Following the setback caused by Boeing’s 737 Max 9 door-plug blowout earlier in the year, airlines have been compelled to make use of older aircraft. This shift in the industry has created a surge in demand for GE’s products, as carriers seek reliable and efficient engines to power their planes. Chris Smith believes that this period of increased demand positions GE as a premier industrial stock, benefitting from the struggles faced by Boeing.

In a broader context, aerospace and defense stocks have seen a significant rally in 2024. As global geopolitical tensions escalate, these sectors have consistently reached new highs. The iShares U.S. Aerospace & Defense ETF has experienced a nearly 16% increase this year, reflecting the overall growth in the industry. GE shares have surged by 70% in 2024, while TransDigm, another aircraft components producer highlighted by Smith, has seen a 35% increase in its stock value.

Conversely, Boeing has faced challenges throughout the year, with its shares dropping by 34% in 2024. The company has been under increased scrutiny following the door-plug blowout incident and reported a wider-than-expected loss in the second quarter.

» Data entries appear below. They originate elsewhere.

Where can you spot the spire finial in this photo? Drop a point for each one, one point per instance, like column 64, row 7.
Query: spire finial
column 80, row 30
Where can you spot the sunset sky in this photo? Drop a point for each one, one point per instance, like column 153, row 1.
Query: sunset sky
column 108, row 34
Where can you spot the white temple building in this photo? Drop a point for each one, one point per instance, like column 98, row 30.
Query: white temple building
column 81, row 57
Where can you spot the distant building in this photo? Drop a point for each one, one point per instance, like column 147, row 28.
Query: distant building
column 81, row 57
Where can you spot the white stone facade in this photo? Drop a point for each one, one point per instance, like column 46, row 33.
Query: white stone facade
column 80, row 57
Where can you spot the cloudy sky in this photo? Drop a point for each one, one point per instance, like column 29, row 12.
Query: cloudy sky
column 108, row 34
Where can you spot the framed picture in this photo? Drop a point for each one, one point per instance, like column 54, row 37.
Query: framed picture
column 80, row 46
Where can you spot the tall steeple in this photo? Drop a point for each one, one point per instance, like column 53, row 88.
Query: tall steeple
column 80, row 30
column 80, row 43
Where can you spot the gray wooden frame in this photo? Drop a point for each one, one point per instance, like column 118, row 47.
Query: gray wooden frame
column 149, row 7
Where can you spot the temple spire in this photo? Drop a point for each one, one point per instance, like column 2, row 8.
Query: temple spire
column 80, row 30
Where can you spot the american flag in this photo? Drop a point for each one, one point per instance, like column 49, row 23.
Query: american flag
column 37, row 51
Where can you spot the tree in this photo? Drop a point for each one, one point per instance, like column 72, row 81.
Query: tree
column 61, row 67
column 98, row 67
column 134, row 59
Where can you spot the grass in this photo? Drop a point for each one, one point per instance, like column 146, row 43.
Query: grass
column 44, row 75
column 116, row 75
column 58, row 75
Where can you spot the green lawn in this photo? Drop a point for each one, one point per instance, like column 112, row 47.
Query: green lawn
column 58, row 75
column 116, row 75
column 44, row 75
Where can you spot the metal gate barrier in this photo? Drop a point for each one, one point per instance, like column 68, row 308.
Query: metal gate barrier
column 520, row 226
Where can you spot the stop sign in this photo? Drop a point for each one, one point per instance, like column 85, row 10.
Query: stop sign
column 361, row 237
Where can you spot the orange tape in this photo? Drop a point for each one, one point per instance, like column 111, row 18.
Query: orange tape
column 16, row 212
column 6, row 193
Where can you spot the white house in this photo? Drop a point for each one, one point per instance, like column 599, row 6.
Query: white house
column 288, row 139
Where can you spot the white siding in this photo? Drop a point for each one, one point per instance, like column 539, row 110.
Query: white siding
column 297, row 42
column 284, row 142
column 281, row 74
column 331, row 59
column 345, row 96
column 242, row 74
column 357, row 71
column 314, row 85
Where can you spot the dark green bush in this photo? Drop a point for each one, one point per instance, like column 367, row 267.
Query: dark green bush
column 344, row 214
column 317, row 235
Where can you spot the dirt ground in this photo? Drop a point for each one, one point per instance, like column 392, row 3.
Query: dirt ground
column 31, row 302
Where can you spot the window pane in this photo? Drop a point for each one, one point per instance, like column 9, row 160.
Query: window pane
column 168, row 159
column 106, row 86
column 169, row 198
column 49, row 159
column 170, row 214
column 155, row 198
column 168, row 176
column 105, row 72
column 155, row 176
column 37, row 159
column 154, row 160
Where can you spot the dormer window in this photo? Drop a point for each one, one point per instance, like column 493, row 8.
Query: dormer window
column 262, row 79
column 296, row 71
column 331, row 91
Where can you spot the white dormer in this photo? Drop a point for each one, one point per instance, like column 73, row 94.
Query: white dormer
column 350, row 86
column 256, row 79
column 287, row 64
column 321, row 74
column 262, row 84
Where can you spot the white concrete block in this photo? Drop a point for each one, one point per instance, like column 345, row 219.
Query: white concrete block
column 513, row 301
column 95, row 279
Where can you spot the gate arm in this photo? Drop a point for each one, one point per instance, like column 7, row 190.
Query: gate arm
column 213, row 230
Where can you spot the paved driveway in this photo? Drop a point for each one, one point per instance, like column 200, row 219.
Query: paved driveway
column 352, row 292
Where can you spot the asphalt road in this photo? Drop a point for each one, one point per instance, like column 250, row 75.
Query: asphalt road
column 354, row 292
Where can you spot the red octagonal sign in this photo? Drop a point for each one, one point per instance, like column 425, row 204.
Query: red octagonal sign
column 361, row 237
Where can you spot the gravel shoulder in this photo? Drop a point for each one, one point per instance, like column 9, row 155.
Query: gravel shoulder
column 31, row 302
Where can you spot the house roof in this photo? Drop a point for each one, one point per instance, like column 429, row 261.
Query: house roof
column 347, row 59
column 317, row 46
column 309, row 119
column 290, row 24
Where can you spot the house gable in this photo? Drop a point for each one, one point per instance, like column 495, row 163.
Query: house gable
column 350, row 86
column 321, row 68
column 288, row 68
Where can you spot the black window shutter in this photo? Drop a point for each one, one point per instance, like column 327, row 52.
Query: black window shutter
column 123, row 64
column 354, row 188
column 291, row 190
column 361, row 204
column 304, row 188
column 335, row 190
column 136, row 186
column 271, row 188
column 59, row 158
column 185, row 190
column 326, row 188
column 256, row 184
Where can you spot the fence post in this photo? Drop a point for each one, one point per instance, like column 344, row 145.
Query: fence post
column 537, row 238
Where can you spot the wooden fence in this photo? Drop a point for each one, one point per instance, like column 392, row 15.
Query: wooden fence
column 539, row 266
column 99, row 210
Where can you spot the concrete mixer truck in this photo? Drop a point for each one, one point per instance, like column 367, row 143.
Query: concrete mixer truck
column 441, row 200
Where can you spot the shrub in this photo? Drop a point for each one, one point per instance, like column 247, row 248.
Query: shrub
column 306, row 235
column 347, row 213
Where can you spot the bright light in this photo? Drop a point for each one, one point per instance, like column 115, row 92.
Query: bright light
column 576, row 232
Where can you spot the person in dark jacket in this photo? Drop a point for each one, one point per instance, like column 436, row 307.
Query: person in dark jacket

Revenue numbers have also fallen below expectations, indicating a turbulent period for Boeing.

Looking ahead, Chris Smith views GE as a beneficiary of the reinvestments in U.S. manufacturing that are currently taking place. After years of heavily outsourcing production, there is now a trend towards bringing manufacturing processes closer to home. This shift, driven by de-globalization and supply chain revisions, is expected to accelerate manufacturing construction significantly. GE stands to benefit from this changing landscape, further solidifying its position in the market.

While Boeing struggles with manufacturing issues and financial setbacks, GE Aerospace appears to be in a favorable position to thrive. With a dominant market share, increased demand for its products, and a supportive environment for U.S. manufacturing, GE stands out as a promising industrial stock in the aerospace sector.